— Au nom de Sa Majesté l’Empereur et Roi, je vous arrête, lieutenant Mattachich !…

Sous ce coup qu’il avait cependant appréhendé, sans oser se l’avouer, Mattachich chancela mais se reprit très vite et, regardant ses poignets que les deux policiers maintenaient fermement, il demanda :

— Voulez-vous me dire, mon commandant, si je suis toujours officier ?…

— Jusqu’à nouvel avis, vous l’êtes toujours, Monsieur.

— Alors comment permettez-vous à ces individus de me toucher ?…

— C’est trop juste ! Écartez-vous, messieurs. Quant à vous… lieutenant, accompagnez-moi mais sachez qu’à la moindre tentative de fuite, j’ai ordre de vous abattre…

— Soyez sans crainte, je vous suivrai. Vous avez ma parole…

Alors, avec un dernier regard à cette façade d’hôtel derrière laquelle il laissait la femme qu’il aimait, le comte Mattachich suivit l’officier autrichien. Une demi-heure plus tard, il était écroué dans la prison d’Agram en attendant son transfert à Vienne.

À peine le groupe des quatre hommes s’était-il éloigné de l’hôtel que trois autres personnages s’y présentaient et se faisaient indiquer l’appartement de la princesse. C’étaient le préfet de police de Vienne, l’avocat du prince de Cobourg, qui était venu bien réellement à Agram mais pas pour y discuter divorce, et le docteur Hinterstosser, médecin-psychiatre du Parquet autrichien.

Parvenus devant la porte de l’appartement, ils frappèrent. La comtesse Fugger ouvrit et comme, inquiète, elle tentait de leur expliquer que la princesse était encore au lit et ne saurait les recevoir, ils la repoussèrent et passèrent outre.

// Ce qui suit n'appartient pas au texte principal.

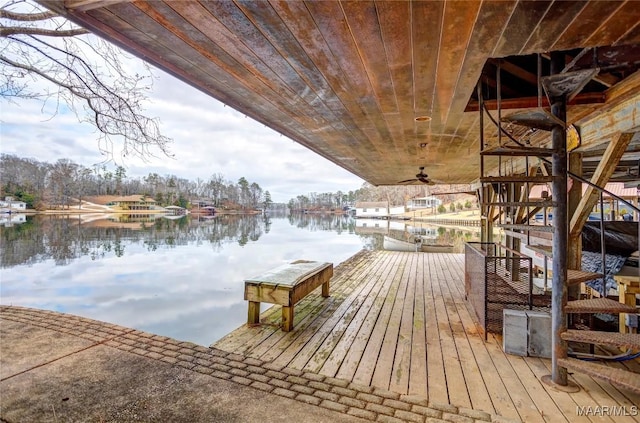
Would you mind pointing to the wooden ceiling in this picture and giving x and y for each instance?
(381, 88)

— Nous avons l’ordre de voir la princesse sur l’heure et de nous assurer de sa personne…

— Vous assurer de sa personne ? Vous voulez dire que vous comptez arrêter Son Altesse ?

Le docteur Hinterstosser eut un sourire :

— Arrêter ? Quel mot, Madame la comtesse ! Surtout en présence d’un médecin. Vous ne voyez là aucun gendarme, il me semble ? Nous venons seulement chercher la princesse de Cobourg pour la soigner, ainsi que l’exige son état…

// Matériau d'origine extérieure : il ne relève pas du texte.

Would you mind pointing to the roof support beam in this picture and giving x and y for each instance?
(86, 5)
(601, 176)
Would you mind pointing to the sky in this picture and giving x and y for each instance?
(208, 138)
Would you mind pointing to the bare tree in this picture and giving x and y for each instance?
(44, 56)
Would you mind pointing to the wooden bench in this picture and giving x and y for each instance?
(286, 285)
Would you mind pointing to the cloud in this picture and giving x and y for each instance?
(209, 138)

— Son état ? Mais elle n’est pas malade.

— Cela vous plaît à dire, Madame. Nous savons, nous, qu’il en va tout autrement. Laissez-nous à notre travail !

Désespérément Marie Fugger tenta encore de les retenir :

— Alors, patientez un instant. Je vais la prévenir, l’aider à sa toilette. Ensuite elle vous recevra…

— Ou bien elle s’enfuira par la fenêtre. Nous savons trop de quoi sont capables ces malheureux malades…

Et, laissant la comtesse effondrée, les trois hommes pénétrèrent dans la chambre où la princesse leur réserva l’accueil que l’on devine. Mais elle se heurtait au pire mur d’insensibilité qu’il se pût trouver : des hommes persuadés du bien-fondé de leur mission et décidés à la mener à bien et jusqu’au bout.

— Pour votre bien, Altesse, dit le docteur, nous avons ordre de ne plus vous perdre de vue. Veuillez vous préparer à nous suivre.

Bon gré mal gré, il fallut que Marie Fugger, malade de chagrin, aidât sa maîtresse à s’habiller en présence des trois hommes dont deux seulement consentirent à tourner la tête. Une fois prête, on la fit descendre, monter dans une voiture qui attendait à la porte et qui la conduisit à la gare où un train spécial était sous pression.

Flanquée de ses gardiens et de Marie Fugger, en pleine détresse cette fois, la princesse y monta et prit en cet équipage le chemin de Vienne où l’on arriva le lendemain. Le train s’arrêta sur une voie de garage de la gare du Sud… une voie de garage près de laquelle attendait une ambulance.

— Vous tenez vraiment à ce que je sois folle ? dit-elle dédaigneusement à l’avocat de son mari. À qui ferez-vous croire cela ?…

— Mais… à l’Europe entière, Madame ! Pour refuser aussi obstinément de reprendre la vie conjugale, en dépit de l’infinie patience d’un époux indulgent, cela ne peut relever que d’un cas pathologique. Mais nous espérons fermement vous guérir.

— Me guérir ? Si c’est de mon amour pour un homme bon, honnête et courageux, ne l’espérez pas : cette maladie-là est incurable.

— C’est ce que nous verrons, répondit l’homme avec un salut trop profond pour n’être pas impertinent…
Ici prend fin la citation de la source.